Потоки искренних слез лились неудержимо. Всхлипывали молодые женщины и девушки, подергивались от рыданий морщинистые старческие лица, утирали глаза мужики и парни.

Глубоким восторгом были проникнуты эти простые бесхитростные сердца перед подвигом молодых господ. Особенно умиляла всех Китти, эта молодая красавица барышня, не пожалевшая себя, идущая на тяжелый, страшный труд.

– Голубонька сизокрылая! Подвижница святая! Да сохранит тебя преблагой Господь и сонмы ангелов его светлокрылых! – проговорил седой, как лунь, старик по окончании молебна, подходя к Кити, и, с усилием согнув свои слабые, дрожащие колени, поклонился девушке в ноги.

Дряхлая, согбенная старушка Пелагея, которую постоянно навещала и лечила Китти, с трудом дотащилась из деревни до господского дома. Со струившимися по морщинистым щекам слезами, полная горячего чувства любви и тревоги за это молодое, самоотверженное существо, женщина в простоте своего преданного сердца охватила грубыми, мозолистыми ладонями голову девушки.

– Ясочка моя светлая! – растроганно глядя в лицо Китти, заговорила она. – Душа твоя ангельская, за больных и сирых печальница, не побрезговай моим старушецким благословлением! Пусть оно сохранит тебя в твоем святом подвиге от напастей, болезней и вражеских измышлений…
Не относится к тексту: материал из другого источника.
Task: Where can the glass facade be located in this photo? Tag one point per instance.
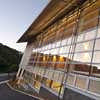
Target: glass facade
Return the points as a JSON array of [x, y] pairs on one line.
[[68, 53]]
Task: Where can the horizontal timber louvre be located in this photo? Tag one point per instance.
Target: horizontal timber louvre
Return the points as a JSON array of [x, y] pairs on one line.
[[68, 53]]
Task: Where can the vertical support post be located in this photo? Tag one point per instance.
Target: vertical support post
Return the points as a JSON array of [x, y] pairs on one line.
[[24, 60]]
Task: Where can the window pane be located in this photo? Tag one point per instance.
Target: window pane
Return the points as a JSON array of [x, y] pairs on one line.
[[82, 57], [97, 44], [86, 46], [96, 58], [90, 34]]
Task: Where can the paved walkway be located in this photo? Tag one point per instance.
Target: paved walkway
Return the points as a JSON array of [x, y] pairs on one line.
[[7, 94]]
Пелагея дрожащей рукой трижды осенила девушку широким крестом. Никого не поразил поступок старушки, никому не показался он странным или неуместным. В ту минуту истинная глубокая печаль сроднила, слила воедино сердца господ и крестьян: все казались равными перед властью охватившей их громадной скорби.

Все готово. Лошади у крыльца. Еще последние порывистые, тоскливые объятия, последние поцелуи…

Вот первый роковой оборот колеса, второй, третий… Отъезжающие машут платками. Все дальше и дальше в страшное, туманное неизвестное отходят эти светлые флажки, все уменьшаются, тускнеют они, становятся едва заметными, светлыми пятнами. Вот исчезает и последняя светлая точка.

Темно, холодно, пусто стало в осиротевшем гнезде; впервые вылетели из-под заботливого материнского крыла два выхоленных дорогих птенчика, выпорхнули в широкую холодную даль, в тревожное и бурное житейское море.

Крепко обнялись Троянова с Марьей Львовной. Особенно близки стали они друг другу: о чем плакала, скорбела одна, уже осиротевшая мать, перед тем с этой минуты начало неустанно трепетать сердце другой.

Прильнув к плечу Василисы, вздрагивая всем телом, неудержимо рыдала Женя. Плакала и сама Василиса, тщетно пытавшаяся успокоить девочку; плакала вся прислуга, вся дворня, будто застывшая на тех местах, на которых оставила их отъехавшая коляска. Не расходясь и не сводя глаз с длинной аллеи, стояла толпа, словно ожидая еще чего-то.

А слезы текли и текли, дружные, обильные. Кажется, с самого первого дня своего существования еще не видывало таких слез прежде счастливое и беззаботное Благодатное.